Essas constatações corroboram com os achados de Dantas e Giffin (2005), que também obtiveram os mesmos resultados através de uma pesquisa realizada, em que as vítimas não percebiam que estavam sofrendo um estupro e isso ficava inserido no contexto da violência doméstica. Ademais, de acordo com o estudo de Moreira et. al. (2011), a violência sexual é a que as mulheres têm mais dificuldade de denunciar, pelo preconceito e pela vergonha de expor sua intimidade, visto que elas podem entender a questão sexual como um dever conjugal, ou seja, como um direito para o homem e uma obrigação para a mulher. Estudos também revelam que em relação à situação de estupro a mulher é sempre considerada culpada, isto é, responsabilizada pelo ato (Serafim, Barros & Rigotti, 2006). Além disso, acreditam na impunidade do estuprador e são desacreditadas em seus depoimentos pelos órgãos de proteção (Oliveira & Meneguel, 2012).
Essa estigmatização da mulher agredida parece estar presente no discurso dos operadores do Direito no momento em que trazem questionamentos do porquê elas não denunciaram os seus maridos antes. Sendo assim, demonstram um desconhecimento da dinâmica envolvida nesses casos, como as questões de dependência financeira, psicológica, social e das questões relacionadas as forma como a sociedade trata essas mulheres.
Contudo, dados de pesquisas ainda reforçam o estereótipo do estuprador como "um ser anormal, de lascívia desenfreada, estranho à vítima" (Andrade, 2010, p.54) e que pertencem a um nível socioeconômico baixo.
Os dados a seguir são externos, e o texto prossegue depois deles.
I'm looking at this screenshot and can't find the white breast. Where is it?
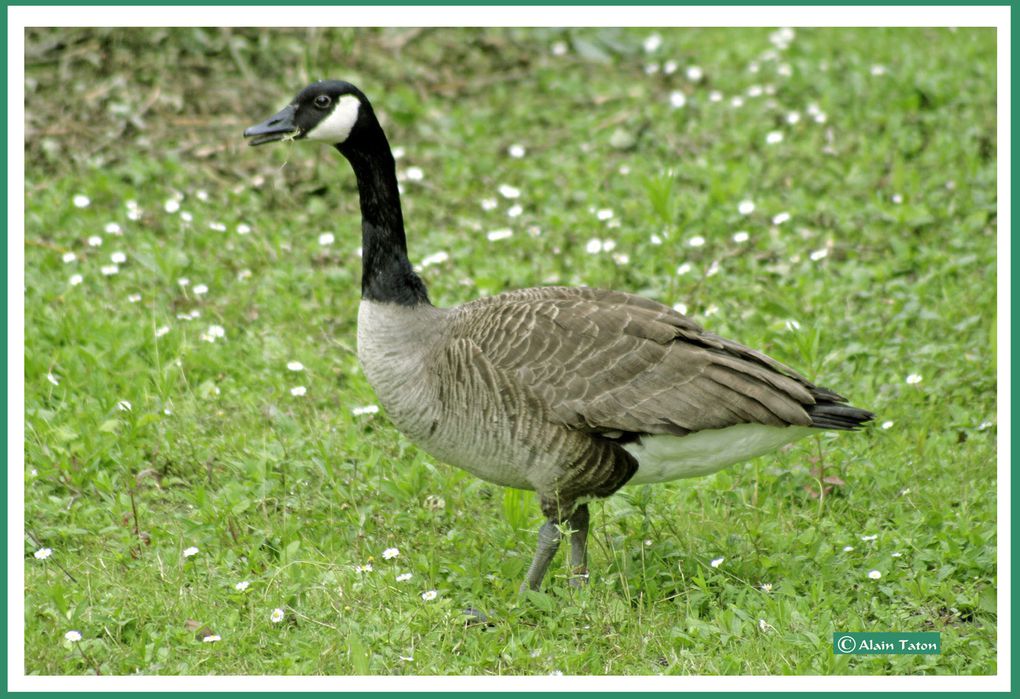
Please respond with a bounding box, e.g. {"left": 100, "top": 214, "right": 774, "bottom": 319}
{"left": 623, "top": 424, "right": 815, "bottom": 484}
{"left": 357, "top": 300, "right": 446, "bottom": 439}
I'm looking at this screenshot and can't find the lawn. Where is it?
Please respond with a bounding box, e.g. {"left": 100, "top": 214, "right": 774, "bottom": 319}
{"left": 22, "top": 27, "right": 997, "bottom": 675}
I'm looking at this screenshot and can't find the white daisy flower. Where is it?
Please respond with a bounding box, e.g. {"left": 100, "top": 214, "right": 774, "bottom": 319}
{"left": 65, "top": 630, "right": 82, "bottom": 643}
{"left": 164, "top": 199, "right": 180, "bottom": 214}
{"left": 786, "top": 111, "right": 801, "bottom": 125}
{"left": 421, "top": 251, "right": 449, "bottom": 267}
{"left": 772, "top": 212, "right": 791, "bottom": 225}
{"left": 290, "top": 386, "right": 307, "bottom": 397}
{"left": 201, "top": 324, "right": 225, "bottom": 343}
{"left": 669, "top": 91, "right": 687, "bottom": 109}
{"left": 62, "top": 252, "right": 77, "bottom": 263}
{"left": 687, "top": 236, "right": 705, "bottom": 247}
{"left": 766, "top": 131, "right": 784, "bottom": 145}
{"left": 585, "top": 239, "right": 603, "bottom": 254}
{"left": 202, "top": 634, "right": 221, "bottom": 643}
{"left": 843, "top": 546, "right": 855, "bottom": 552}
{"left": 382, "top": 547, "right": 400, "bottom": 560}
{"left": 155, "top": 325, "right": 170, "bottom": 338}
{"left": 286, "top": 361, "right": 304, "bottom": 372}
{"left": 110, "top": 252, "right": 127, "bottom": 264}
{"left": 481, "top": 198, "right": 498, "bottom": 211}
{"left": 507, "top": 204, "right": 523, "bottom": 218}
{"left": 486, "top": 229, "right": 512, "bottom": 242}
{"left": 497, "top": 184, "right": 521, "bottom": 199}
{"left": 685, "top": 65, "right": 704, "bottom": 82}
{"left": 710, "top": 557, "right": 724, "bottom": 568}
{"left": 318, "top": 232, "right": 335, "bottom": 246}
{"left": 881, "top": 421, "right": 894, "bottom": 430}
{"left": 396, "top": 572, "right": 412, "bottom": 582}
{"left": 355, "top": 563, "right": 373, "bottom": 574}
{"left": 404, "top": 166, "right": 424, "bottom": 182}
{"left": 906, "top": 374, "right": 923, "bottom": 385}
{"left": 34, "top": 547, "right": 52, "bottom": 560}
{"left": 676, "top": 262, "right": 691, "bottom": 276}
{"left": 236, "top": 223, "right": 252, "bottom": 235}
{"left": 861, "top": 534, "right": 878, "bottom": 542}
{"left": 235, "top": 580, "right": 250, "bottom": 592}
{"left": 421, "top": 589, "right": 438, "bottom": 601}
{"left": 270, "top": 608, "right": 285, "bottom": 623}
{"left": 596, "top": 209, "right": 614, "bottom": 221}
{"left": 193, "top": 284, "right": 208, "bottom": 296}
{"left": 868, "top": 570, "right": 882, "bottom": 580}
{"left": 738, "top": 200, "right": 755, "bottom": 215}
{"left": 643, "top": 33, "right": 662, "bottom": 53}
{"left": 810, "top": 248, "right": 828, "bottom": 261}
{"left": 352, "top": 405, "right": 379, "bottom": 416}
{"left": 87, "top": 235, "right": 103, "bottom": 247}
{"left": 100, "top": 265, "right": 119, "bottom": 276}
{"left": 663, "top": 60, "right": 678, "bottom": 75}
{"left": 209, "top": 222, "right": 227, "bottom": 232}
{"left": 72, "top": 194, "right": 91, "bottom": 208}
{"left": 183, "top": 546, "right": 199, "bottom": 558}
{"left": 507, "top": 144, "right": 526, "bottom": 158}
{"left": 732, "top": 231, "right": 749, "bottom": 243}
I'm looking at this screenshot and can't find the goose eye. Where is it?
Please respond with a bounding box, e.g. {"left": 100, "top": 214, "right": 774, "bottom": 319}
{"left": 313, "top": 95, "right": 331, "bottom": 110}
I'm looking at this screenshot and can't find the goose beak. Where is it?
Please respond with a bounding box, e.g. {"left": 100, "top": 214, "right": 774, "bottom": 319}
{"left": 244, "top": 104, "right": 299, "bottom": 146}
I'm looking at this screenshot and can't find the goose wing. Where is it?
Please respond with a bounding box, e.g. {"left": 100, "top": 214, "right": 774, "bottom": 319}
{"left": 448, "top": 286, "right": 846, "bottom": 438}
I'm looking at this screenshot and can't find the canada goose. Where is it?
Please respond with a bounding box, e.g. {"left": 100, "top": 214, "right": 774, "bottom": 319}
{"left": 244, "top": 81, "right": 874, "bottom": 592}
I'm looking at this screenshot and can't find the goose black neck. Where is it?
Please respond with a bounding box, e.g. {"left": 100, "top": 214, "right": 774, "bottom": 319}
{"left": 337, "top": 124, "right": 430, "bottom": 307}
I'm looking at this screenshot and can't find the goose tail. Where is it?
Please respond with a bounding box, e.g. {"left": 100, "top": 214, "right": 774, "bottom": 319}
{"left": 806, "top": 399, "right": 875, "bottom": 431}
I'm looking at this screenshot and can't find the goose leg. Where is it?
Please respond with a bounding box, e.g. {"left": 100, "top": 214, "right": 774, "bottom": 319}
{"left": 567, "top": 504, "right": 590, "bottom": 587}
{"left": 520, "top": 520, "right": 562, "bottom": 592}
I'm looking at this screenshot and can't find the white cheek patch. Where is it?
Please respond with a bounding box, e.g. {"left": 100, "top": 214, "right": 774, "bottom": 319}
{"left": 306, "top": 94, "right": 361, "bottom": 144}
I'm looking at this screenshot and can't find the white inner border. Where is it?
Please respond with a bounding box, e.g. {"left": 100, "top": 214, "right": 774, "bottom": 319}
{"left": 8, "top": 5, "right": 1010, "bottom": 693}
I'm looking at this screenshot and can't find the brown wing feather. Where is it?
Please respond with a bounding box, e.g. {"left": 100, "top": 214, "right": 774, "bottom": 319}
{"left": 448, "top": 286, "right": 837, "bottom": 437}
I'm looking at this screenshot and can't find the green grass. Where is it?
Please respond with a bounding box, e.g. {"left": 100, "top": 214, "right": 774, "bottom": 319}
{"left": 24, "top": 27, "right": 996, "bottom": 675}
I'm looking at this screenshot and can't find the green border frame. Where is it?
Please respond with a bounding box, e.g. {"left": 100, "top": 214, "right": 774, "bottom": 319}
{"left": 6, "top": 4, "right": 1012, "bottom": 694}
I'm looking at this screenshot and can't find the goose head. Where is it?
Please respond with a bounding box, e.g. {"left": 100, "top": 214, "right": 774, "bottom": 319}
{"left": 244, "top": 80, "right": 371, "bottom": 147}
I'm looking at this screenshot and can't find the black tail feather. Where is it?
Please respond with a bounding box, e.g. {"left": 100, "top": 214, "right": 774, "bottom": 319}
{"left": 806, "top": 401, "right": 875, "bottom": 431}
Andrade também refere ser mais fácil "etiquetar como estupro a conduta cometida por um estranho na rua, que a realizada pelo chefe ou pelo marido, cuja possibilidade está, em algumas legislações ou jurisprudências, explicitamente excluída" (p. 56). Dessa forma, os operadores têm dificuldades em compreender esses casos e conceber que o marido também pode ser um agressor sexual, independente de o contexto ser o familiar.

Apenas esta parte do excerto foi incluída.